Today we continue our series exposing the myth of the “pension crisis.” As we discussed in a previous post in this series, pension critics often make inaccurate claims about the unfunded liabilities in pension plans. These critics will then claim that the way to reduce an unfunded liability is to close the pension plan and place newly hired public employees in an alternative retirement plan, such as a 401(k)-style defined contribution plan. The reality, however, is that closing a pension plan does nothing to address existing pension obligations and, in fact, can make it more difficult to pay off an unfunded liability.

Yesterday we wrote about public pensions in Kentucky. Kentucky’s public pensions are among the most poorly funded in the country and, therefore, have large unfunded liabilities. Kentucky’s governor has repeatedly called for closing the pension plan to future public employees and placing all new hires in a 401(k)-style defined contribution plan. Defined contribution plans are risky and unreliable and this move would harm the retirement security of Kentucky’s public employees. This proposed switch would also do nothing to address the unfunded liability in Kentucky’s public pension plans.

Unfunded pension liabilities are a form of debt and once that debt is acquired, it has to be paid. The pension debt Kentucky has accumulated will be there whether new employees are participating in the pension plan or not and it won’t magically go away because the pension plan is closed. It will actually be more difficult for the state to pay off its unfunded liability if the pension plans are closed.

Defined benefit pensions are an efficient way to save for retirement because they balance new members joining and paying into the system as older members retire and begin to collect benefits. Since pension plans can invest on an infinite time horizon (there is never a point in time at which the plan has to end), the plan can maintain an optimal investment portfolio that contains high-risk, high-reward investments as well as low-risk, low-reward investments.

When a pension plan is closed, however, it can no longer investment on an infinite time horizon. At a certain point in time, all of the participants in the plan will be retired and will be collecting benefits and no new employees will be paying into the plan. As the number of retired members in the plan continues to increase over time, with fewer and fewer active members contributing, the plan must shift to more conservative, lower-return investments in order to maintain the assets they already have. This makes it more difficult to pay down any unfunded liability already present in the plan.

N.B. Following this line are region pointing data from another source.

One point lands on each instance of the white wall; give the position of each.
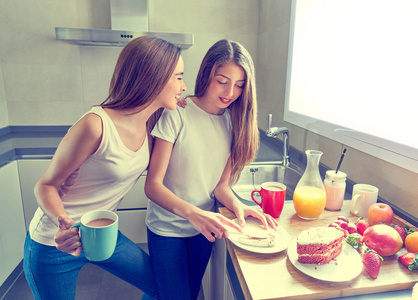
(397, 185)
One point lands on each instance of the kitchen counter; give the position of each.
(273, 276)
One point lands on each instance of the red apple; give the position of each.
(383, 239)
(380, 213)
(342, 218)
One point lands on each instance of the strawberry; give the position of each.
(372, 262)
(409, 260)
(343, 225)
(355, 240)
(362, 225)
(401, 231)
(334, 224)
(345, 232)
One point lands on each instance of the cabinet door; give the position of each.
(135, 198)
(132, 224)
(12, 223)
(30, 170)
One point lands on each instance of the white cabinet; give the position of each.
(132, 224)
(12, 223)
(30, 170)
(132, 212)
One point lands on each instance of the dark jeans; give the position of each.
(52, 274)
(179, 264)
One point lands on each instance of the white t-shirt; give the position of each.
(202, 144)
(100, 182)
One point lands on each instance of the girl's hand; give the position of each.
(212, 225)
(244, 211)
(68, 239)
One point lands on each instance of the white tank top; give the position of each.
(100, 182)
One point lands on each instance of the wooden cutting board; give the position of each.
(273, 276)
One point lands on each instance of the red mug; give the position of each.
(272, 198)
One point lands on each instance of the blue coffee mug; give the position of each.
(98, 240)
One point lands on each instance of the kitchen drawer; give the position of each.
(132, 224)
(12, 224)
(135, 198)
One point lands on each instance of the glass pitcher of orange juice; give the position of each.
(309, 197)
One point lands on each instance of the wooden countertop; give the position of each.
(272, 276)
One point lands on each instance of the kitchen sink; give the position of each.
(255, 174)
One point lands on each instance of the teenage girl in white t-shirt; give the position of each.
(200, 151)
(97, 162)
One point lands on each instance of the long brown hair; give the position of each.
(143, 69)
(245, 135)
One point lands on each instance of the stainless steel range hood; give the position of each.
(129, 20)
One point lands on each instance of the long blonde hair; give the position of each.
(143, 69)
(245, 135)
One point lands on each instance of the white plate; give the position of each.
(254, 226)
(344, 267)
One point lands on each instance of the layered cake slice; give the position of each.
(319, 245)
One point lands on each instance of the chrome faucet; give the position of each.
(274, 132)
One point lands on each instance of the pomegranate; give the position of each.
(383, 239)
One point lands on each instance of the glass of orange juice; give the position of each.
(309, 197)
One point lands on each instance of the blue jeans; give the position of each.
(179, 264)
(52, 274)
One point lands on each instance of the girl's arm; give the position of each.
(203, 221)
(224, 194)
(77, 145)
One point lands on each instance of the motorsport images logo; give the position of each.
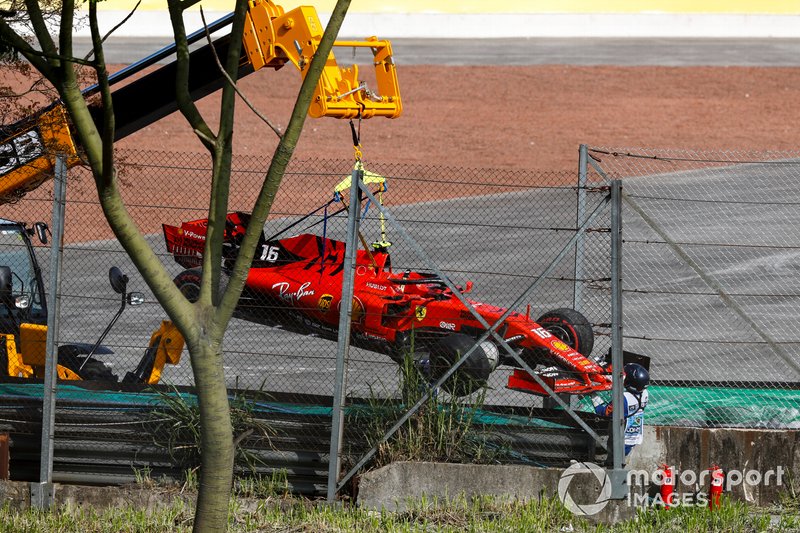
(566, 489)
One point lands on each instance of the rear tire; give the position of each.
(471, 375)
(188, 283)
(571, 327)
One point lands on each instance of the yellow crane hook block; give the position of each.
(272, 37)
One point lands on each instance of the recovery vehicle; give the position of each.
(272, 38)
(23, 315)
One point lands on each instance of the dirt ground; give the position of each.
(531, 117)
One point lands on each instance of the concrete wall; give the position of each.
(470, 19)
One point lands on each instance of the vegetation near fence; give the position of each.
(281, 513)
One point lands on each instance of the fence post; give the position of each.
(577, 284)
(617, 476)
(343, 344)
(42, 493)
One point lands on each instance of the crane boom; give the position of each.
(272, 38)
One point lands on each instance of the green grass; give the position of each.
(282, 513)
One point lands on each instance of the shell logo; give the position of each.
(560, 346)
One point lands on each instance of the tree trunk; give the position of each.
(216, 438)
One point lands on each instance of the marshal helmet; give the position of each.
(636, 377)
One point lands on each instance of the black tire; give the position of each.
(188, 283)
(470, 376)
(570, 327)
(92, 370)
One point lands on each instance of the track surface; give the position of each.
(531, 116)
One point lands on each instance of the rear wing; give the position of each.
(187, 242)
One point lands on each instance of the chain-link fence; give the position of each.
(495, 231)
(710, 257)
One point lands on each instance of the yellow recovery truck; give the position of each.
(272, 38)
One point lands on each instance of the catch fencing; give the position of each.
(499, 229)
(710, 263)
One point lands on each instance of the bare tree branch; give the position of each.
(115, 28)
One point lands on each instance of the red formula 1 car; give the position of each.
(296, 283)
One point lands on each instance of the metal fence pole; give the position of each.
(618, 476)
(43, 492)
(343, 344)
(577, 295)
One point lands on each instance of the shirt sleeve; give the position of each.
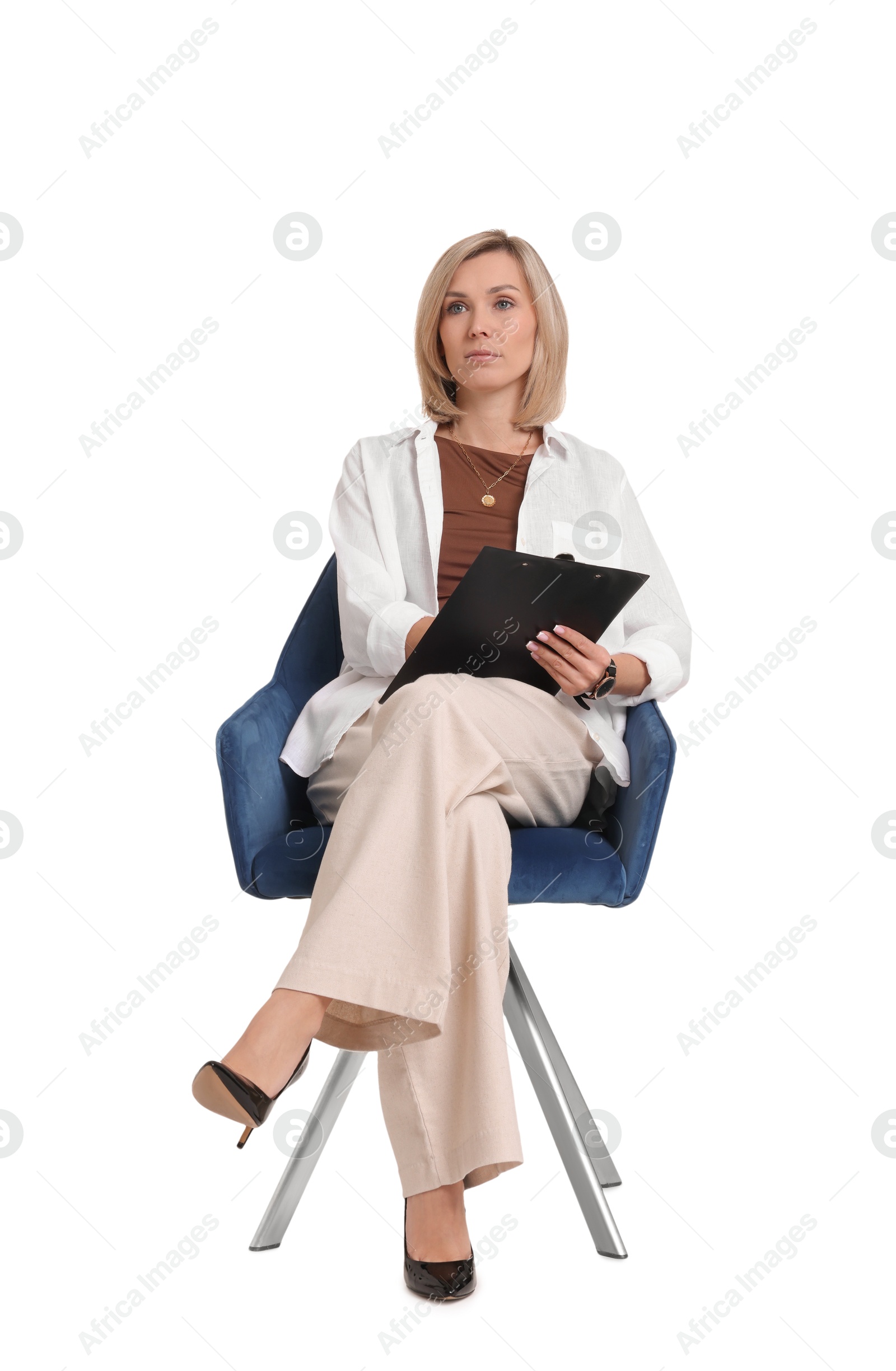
(654, 622)
(375, 614)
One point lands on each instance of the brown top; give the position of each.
(469, 525)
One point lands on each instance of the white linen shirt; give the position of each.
(387, 523)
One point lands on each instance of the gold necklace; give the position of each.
(488, 500)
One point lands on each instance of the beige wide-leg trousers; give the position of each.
(407, 927)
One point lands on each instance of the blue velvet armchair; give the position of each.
(278, 845)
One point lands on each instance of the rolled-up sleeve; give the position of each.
(375, 614)
(654, 622)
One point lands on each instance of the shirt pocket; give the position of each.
(563, 540)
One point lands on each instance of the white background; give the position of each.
(725, 1148)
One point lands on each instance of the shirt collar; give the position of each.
(425, 432)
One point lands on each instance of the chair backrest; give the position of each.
(263, 796)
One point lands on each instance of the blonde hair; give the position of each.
(545, 386)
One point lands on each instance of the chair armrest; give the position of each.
(261, 793)
(639, 806)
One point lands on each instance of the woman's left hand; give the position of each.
(575, 663)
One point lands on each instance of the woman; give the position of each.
(404, 949)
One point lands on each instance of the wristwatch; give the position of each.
(603, 686)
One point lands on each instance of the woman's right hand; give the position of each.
(416, 632)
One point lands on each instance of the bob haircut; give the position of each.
(545, 384)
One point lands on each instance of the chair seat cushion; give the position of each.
(551, 865)
(565, 867)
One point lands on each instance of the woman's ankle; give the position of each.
(269, 1051)
(436, 1226)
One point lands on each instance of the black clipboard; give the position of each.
(503, 601)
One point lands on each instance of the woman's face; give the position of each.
(488, 323)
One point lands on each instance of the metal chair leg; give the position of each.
(318, 1128)
(595, 1145)
(553, 1081)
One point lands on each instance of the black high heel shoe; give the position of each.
(226, 1093)
(439, 1280)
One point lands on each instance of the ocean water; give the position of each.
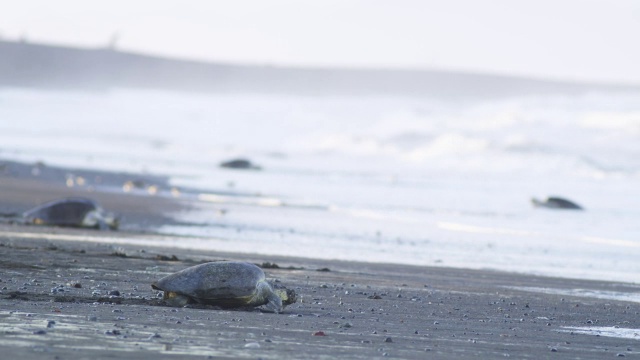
(424, 181)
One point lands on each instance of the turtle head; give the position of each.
(288, 296)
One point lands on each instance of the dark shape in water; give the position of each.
(556, 203)
(223, 283)
(71, 212)
(241, 164)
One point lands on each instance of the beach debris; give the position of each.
(554, 202)
(70, 212)
(270, 265)
(226, 284)
(166, 258)
(239, 164)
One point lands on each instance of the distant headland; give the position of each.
(43, 66)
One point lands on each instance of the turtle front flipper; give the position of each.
(265, 295)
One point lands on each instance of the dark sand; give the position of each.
(55, 301)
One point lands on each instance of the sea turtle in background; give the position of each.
(225, 284)
(241, 164)
(556, 203)
(71, 212)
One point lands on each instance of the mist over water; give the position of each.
(402, 179)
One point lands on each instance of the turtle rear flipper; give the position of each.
(265, 295)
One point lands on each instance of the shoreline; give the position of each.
(57, 300)
(92, 299)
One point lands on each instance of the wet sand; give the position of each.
(65, 298)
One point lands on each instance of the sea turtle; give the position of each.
(225, 284)
(241, 164)
(71, 212)
(556, 203)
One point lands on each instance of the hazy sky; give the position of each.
(567, 39)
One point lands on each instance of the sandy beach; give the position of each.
(65, 297)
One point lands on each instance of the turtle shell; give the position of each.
(223, 283)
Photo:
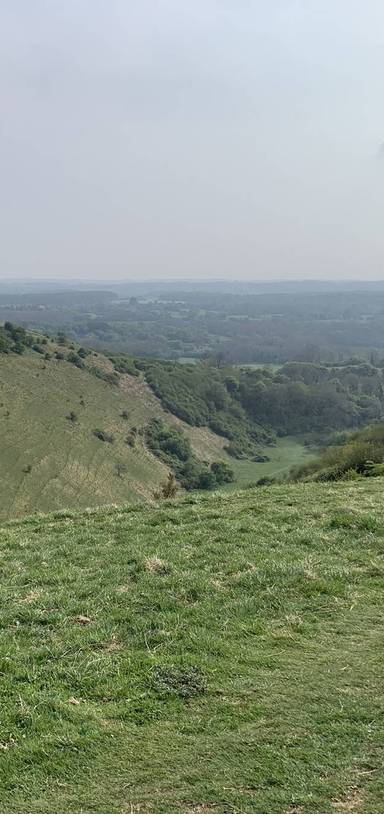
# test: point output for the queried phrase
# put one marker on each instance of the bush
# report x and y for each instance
(103, 436)
(222, 472)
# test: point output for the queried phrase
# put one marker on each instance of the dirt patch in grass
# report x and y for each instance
(353, 802)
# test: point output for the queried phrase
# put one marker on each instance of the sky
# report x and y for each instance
(162, 139)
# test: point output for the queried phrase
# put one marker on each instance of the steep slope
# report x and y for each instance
(50, 461)
(215, 655)
(52, 403)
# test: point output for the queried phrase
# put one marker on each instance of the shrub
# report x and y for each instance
(222, 472)
(103, 436)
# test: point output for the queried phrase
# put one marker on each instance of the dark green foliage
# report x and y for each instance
(124, 364)
(103, 436)
(222, 472)
(185, 682)
(171, 446)
(131, 437)
(15, 340)
(75, 359)
(199, 395)
(360, 454)
(108, 376)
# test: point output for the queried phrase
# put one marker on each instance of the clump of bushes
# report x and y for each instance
(361, 455)
(75, 359)
(109, 376)
(14, 339)
(103, 436)
(171, 446)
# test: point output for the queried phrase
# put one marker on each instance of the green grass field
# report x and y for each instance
(216, 655)
(49, 462)
(287, 453)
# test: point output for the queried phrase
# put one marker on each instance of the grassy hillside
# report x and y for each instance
(215, 655)
(49, 409)
(49, 461)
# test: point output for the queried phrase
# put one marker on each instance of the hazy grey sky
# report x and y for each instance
(192, 138)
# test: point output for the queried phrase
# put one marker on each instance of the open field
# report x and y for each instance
(213, 655)
(288, 452)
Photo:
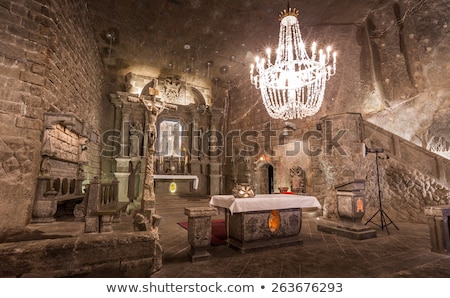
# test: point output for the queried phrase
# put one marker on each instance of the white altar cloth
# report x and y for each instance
(263, 202)
(176, 177)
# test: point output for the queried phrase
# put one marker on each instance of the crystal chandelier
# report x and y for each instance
(294, 86)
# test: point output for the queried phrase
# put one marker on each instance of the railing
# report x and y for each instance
(404, 151)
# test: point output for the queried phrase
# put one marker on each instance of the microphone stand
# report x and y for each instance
(383, 215)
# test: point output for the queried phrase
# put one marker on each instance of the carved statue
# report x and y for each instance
(45, 167)
(297, 179)
(134, 140)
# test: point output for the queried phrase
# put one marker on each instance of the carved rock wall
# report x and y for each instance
(49, 62)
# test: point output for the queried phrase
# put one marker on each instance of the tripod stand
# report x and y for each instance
(383, 215)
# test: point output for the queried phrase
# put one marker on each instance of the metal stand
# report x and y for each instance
(383, 215)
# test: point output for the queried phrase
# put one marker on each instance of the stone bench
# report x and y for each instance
(101, 206)
(52, 192)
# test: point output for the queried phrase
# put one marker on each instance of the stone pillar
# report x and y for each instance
(438, 222)
(122, 173)
(199, 231)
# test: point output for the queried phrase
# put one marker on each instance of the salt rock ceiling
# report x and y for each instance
(217, 39)
(214, 39)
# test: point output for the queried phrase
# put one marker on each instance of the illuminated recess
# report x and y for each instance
(173, 187)
(274, 221)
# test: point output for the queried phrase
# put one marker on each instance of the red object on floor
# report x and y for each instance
(218, 231)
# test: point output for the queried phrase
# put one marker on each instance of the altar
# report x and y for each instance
(266, 220)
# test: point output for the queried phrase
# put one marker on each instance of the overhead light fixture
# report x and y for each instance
(293, 87)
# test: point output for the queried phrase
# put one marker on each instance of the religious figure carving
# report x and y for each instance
(172, 86)
(45, 167)
(134, 139)
(297, 179)
(153, 106)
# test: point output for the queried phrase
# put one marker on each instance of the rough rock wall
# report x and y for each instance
(409, 46)
(48, 63)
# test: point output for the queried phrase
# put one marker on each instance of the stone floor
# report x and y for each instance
(401, 253)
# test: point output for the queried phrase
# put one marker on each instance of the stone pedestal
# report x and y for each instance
(438, 222)
(199, 231)
(250, 231)
(351, 207)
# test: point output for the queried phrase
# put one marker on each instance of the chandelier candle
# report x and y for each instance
(293, 87)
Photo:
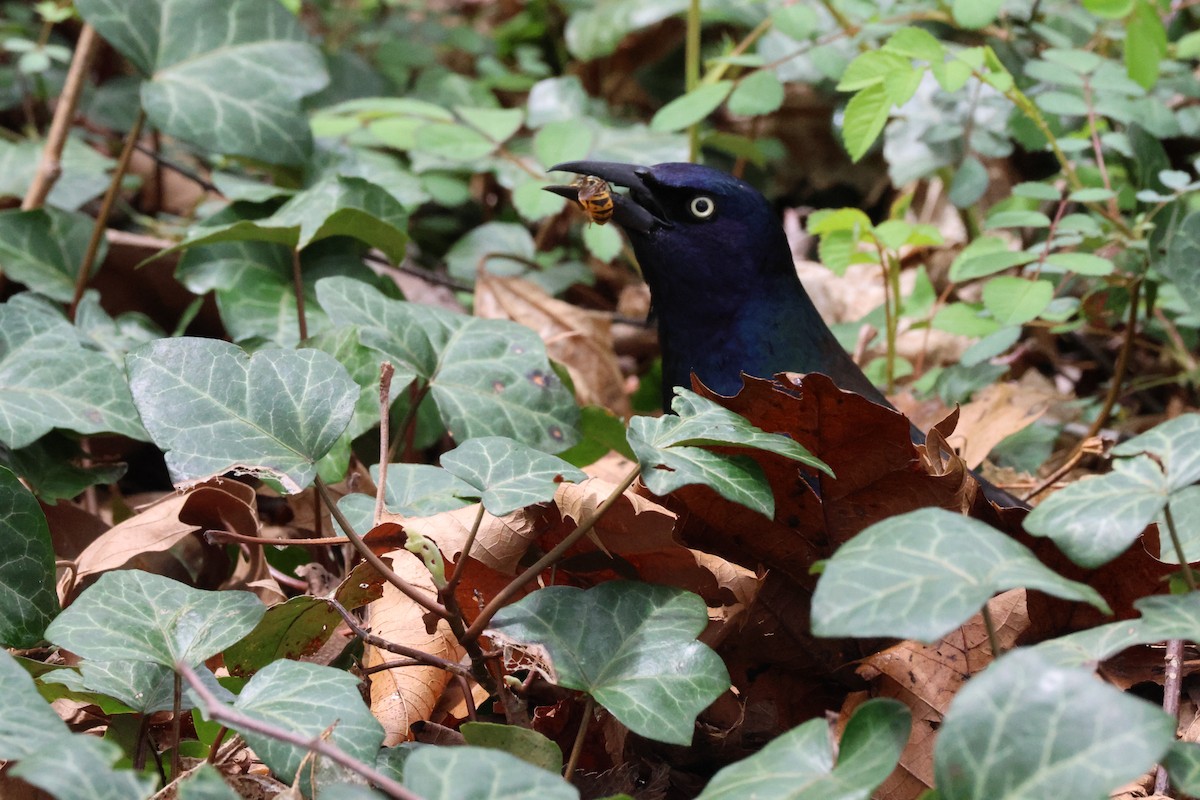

In years when the pension fund earns investment returns that exceed the plan’s assumed rate of return, that extra money can be used to pay off any accrued unfunded liability. If the plan is closed and must invest more conservatively, it is less likely to achieve high returns that would allow it to pay down any unfunded liability. This is not just a theoretical idea. In Michigan, the state closed the public pension plan for state employees in 1997. When the plan was closed, it was actually overfunded at 109 percent. By 2012, the funded level of the plan had fallen to 60 percent. Without new hires participating in the plan, the plan was less able to respond to the losses of two economic downturns. West Virginia and Alaska both experienced similar problems with rising unfunded liabilities after closing pension plans.

Closing a pension plan is never the answer to addressing unfunded liabilities and existing pension debt. Promoters of the pension crisis myth may claim that closing a pension plan will alleviate the so-called pension crisis, but nothing could be further from the truth. Every time it has been done, closing a pension plan has made the situation worse for public employees, retirees, and taxpayers.